Apenas Maria notou o toque de solidão em sua risada.

“Isso me lembra. Ele morreu durante um ataque de bandidos. Está certo?”

“Sim...” Oscar fez uma pausa, fechando os olhos. Após um momento, eles se abriram amplamente. “Eles o mataram bem na minha frente.”

“O quê...?” Rupert nunca poderia ter imaginado algo assim acontecendo. Ele olhou para o garoto em choque.

“Eu *vou* ter minha vingança.”

Embora a voz de Oscar fosse baixa, a determinação queimando em seus olhos era clara para todos.

“Maria”, disse Rupert, virando-se para ela. “Há algo que preciso perguntar a ele.”

Ela sorriu e assentiu. “Claro, Vossa Majestade. Não se preocupe comigo.”

“Perdoe-me.” Então Rupert se virou para Oscar. “Você vai ensinar magia a Fiona?”

“Como disse?”

A confusão de Oscar não era surpreendente. Afinal, o próprio imperador acabara de pedir a um mero aventureiro para ensinar magia a uma princesa.

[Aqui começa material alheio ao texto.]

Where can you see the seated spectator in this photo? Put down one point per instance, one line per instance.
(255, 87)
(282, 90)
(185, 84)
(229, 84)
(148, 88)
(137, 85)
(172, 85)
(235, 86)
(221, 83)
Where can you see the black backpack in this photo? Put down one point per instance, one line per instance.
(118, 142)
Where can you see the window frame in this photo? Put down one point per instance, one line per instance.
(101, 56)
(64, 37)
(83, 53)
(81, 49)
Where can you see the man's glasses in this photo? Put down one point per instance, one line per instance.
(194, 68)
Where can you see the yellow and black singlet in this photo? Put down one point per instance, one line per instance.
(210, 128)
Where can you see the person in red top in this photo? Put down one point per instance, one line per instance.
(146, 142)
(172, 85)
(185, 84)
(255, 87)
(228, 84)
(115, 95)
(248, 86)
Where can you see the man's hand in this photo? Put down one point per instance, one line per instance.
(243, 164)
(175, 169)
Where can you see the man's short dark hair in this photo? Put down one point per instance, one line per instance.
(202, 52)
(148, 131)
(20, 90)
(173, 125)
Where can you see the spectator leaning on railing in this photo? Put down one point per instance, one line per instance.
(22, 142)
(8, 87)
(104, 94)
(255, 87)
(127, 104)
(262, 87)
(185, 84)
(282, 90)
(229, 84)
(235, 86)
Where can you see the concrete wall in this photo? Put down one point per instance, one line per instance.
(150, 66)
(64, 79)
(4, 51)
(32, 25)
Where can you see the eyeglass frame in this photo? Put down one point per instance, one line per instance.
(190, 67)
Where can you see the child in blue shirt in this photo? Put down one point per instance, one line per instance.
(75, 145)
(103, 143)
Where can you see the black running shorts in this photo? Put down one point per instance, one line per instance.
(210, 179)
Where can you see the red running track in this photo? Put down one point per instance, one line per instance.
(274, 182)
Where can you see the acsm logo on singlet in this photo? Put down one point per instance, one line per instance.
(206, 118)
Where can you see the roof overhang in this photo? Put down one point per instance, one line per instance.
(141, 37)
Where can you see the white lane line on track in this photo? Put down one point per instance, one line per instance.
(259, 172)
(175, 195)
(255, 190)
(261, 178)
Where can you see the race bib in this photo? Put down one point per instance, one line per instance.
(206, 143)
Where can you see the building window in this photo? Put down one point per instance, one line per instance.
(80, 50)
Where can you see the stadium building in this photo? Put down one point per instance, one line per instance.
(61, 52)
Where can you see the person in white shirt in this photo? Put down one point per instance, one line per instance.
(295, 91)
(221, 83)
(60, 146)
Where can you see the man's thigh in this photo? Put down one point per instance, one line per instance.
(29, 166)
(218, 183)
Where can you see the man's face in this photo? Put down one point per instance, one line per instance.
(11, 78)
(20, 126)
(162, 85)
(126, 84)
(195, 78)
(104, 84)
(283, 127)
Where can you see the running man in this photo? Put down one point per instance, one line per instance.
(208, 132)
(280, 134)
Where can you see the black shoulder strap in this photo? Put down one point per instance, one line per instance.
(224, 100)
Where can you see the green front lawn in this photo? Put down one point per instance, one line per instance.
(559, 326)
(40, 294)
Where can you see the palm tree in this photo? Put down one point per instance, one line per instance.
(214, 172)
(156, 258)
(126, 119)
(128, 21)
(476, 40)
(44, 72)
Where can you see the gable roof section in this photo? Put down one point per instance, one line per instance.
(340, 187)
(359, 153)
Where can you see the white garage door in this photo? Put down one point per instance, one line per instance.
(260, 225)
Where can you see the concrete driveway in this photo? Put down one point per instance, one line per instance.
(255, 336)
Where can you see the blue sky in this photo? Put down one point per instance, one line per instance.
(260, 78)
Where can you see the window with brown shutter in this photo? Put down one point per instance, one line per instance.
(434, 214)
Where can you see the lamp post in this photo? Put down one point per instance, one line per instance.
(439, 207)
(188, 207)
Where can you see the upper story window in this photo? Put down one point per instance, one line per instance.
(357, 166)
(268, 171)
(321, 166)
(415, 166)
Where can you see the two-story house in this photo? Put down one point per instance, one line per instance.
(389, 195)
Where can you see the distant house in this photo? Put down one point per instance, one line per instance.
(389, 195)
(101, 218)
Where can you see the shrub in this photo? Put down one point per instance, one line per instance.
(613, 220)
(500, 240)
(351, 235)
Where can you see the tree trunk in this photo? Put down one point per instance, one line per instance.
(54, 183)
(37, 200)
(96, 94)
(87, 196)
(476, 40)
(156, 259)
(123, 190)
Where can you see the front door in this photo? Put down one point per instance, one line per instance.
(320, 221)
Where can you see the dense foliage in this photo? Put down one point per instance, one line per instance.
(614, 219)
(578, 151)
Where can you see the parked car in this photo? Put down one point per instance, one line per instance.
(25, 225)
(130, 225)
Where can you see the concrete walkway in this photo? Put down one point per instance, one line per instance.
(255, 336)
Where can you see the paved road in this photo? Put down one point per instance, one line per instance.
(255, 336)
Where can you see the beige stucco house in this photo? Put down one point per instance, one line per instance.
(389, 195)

Havia um sem-número de magos do palácio que Rupert poderia convocar em vez disso.

“Por causa de seu intelecto, do vasto conhecimento que você herdou do Lorde Luke e de suas próprias experiências, acredito que só você entende a situação atual de Fiona. Então, por favor, quero que você ensine minha filha a usar magia e, finalmente, Raven, da melhor maneira possível. O que me diz?”

Rupert inclinou a cabeça.

O imperador se humilhara não uma, mas duas vezes. Era mais do que chocante — era assustador.

“Vossa Majestade, por favor, não precisa fazer isso! Claro, farei tudo o que puder!” disse Oscar.

“Fantástico! Fico em dívida com você. Maria, você também, venha visitar Fiona sempre que quiser. Ela não tem amigos da idade dela. Me faria feliz se você fosse alguém com quem ela pudesse conversar.”

“Sim, claro”, respondeu Maria com um sorriso.

E assim, Oscar, o jovem aventureiro, tornou-se o atendente pessoal da Princesa Fiona. Ele tinha dezesseis anos e ela, dez.